Key No. 6. All members of the Finance Inventory Control Team had a positive “can do” attitude. They took pride in their work. They were committed to learning their new responsibilities, becoming proficient then expert with SAP, and overcoming any obstacles in their way. They were passionate about inventory control and were willing to share their passion throughout the network. Having such a highly engaged team was the sixth key to our success.

Key No. 7. Along our journey, having a continuous improvement mind-set was the seventh key to the team’s success. Some ideas, like enhancing an existing report, creating a standardized template, or tweaking a process, were relatively simple to execute. Other ideas, like creating a network-wide inventory aging report with drill-down capability, negotiating third-party warehouse agreements with more “teeth,” or improving the efficiency and accuracy of the invoice approval process, were more time-consuming. And then there was the organizational redesign of the Finance Inventory Control Team itself, which required significant time, effort, and effective change management to ensure success. The team understood that there are always opportunities to do things better and, by embracing the spirit of continuous improvement, made a difference each and every day.


HOW ABOUT YOUR COMPANY?

This article reflects one team’s journey in creating an Inventory Control Center of Excellence with accountability for a network of more than 50 warehouse, co-manufacturer, and repacker locations. Creation of this COE enhanced inventory control while reducing related costs, the proverbial win/win. If your organization also has a large, complex network of warehouses, you should consider if it would be beneficial to create your own Inventory Control COE.
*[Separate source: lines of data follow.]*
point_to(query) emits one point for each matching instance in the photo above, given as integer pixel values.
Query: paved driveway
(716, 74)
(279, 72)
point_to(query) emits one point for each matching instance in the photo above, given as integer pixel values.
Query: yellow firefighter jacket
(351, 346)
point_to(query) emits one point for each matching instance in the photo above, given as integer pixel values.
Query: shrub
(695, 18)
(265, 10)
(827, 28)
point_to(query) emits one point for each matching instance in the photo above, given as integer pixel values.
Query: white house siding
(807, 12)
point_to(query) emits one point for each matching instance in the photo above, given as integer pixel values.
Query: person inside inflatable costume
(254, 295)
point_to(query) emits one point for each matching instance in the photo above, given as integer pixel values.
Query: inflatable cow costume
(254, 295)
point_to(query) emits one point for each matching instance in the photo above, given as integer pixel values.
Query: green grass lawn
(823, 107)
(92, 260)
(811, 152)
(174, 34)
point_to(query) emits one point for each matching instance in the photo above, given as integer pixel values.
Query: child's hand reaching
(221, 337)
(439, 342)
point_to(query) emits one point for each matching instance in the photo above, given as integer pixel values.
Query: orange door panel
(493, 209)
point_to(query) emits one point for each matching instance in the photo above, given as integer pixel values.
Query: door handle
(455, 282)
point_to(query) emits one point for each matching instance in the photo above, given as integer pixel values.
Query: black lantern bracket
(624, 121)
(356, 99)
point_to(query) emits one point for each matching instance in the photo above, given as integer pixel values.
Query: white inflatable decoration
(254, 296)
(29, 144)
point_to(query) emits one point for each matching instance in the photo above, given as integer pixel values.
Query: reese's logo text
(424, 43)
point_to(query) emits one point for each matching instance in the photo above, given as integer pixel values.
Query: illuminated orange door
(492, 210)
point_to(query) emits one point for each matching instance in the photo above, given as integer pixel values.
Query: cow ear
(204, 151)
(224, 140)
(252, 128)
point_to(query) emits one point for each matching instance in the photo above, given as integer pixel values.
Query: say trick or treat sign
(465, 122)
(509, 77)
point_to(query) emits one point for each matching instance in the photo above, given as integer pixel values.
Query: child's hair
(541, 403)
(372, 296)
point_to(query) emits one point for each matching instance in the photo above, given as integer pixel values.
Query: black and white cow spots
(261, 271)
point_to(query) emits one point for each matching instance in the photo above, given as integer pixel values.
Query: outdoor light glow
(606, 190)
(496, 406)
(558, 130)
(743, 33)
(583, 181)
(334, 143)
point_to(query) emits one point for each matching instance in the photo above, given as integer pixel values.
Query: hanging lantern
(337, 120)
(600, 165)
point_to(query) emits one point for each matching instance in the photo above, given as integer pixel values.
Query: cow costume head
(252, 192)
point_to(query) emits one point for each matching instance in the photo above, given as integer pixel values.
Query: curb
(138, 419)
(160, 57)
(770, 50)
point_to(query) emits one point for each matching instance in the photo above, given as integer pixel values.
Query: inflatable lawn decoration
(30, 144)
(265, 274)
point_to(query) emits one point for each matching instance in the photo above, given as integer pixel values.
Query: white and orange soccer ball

What’s more important is that, beyond the inventory control theme, many companies now operate in an extremely competitive and cost-conscious environment. Expectations of the Finance team are changing daily. As Finance leaders, we must transform our teams to become more effective business partners as you saw in a few examples here.

Are you feeling this pressure? If so, proactively seek ways to enhance your team’s efficiency and effectiveness, increase your team’s capacity, improve your team’s insights, and strengthen your team’s controls. Always have a continuous improvement mind-set so you can ensure that continuous improvement becomes part of your and your team’s collective makeup. Finally, be on the lookout for and seize the unexpected opportunities that present themselves along the way.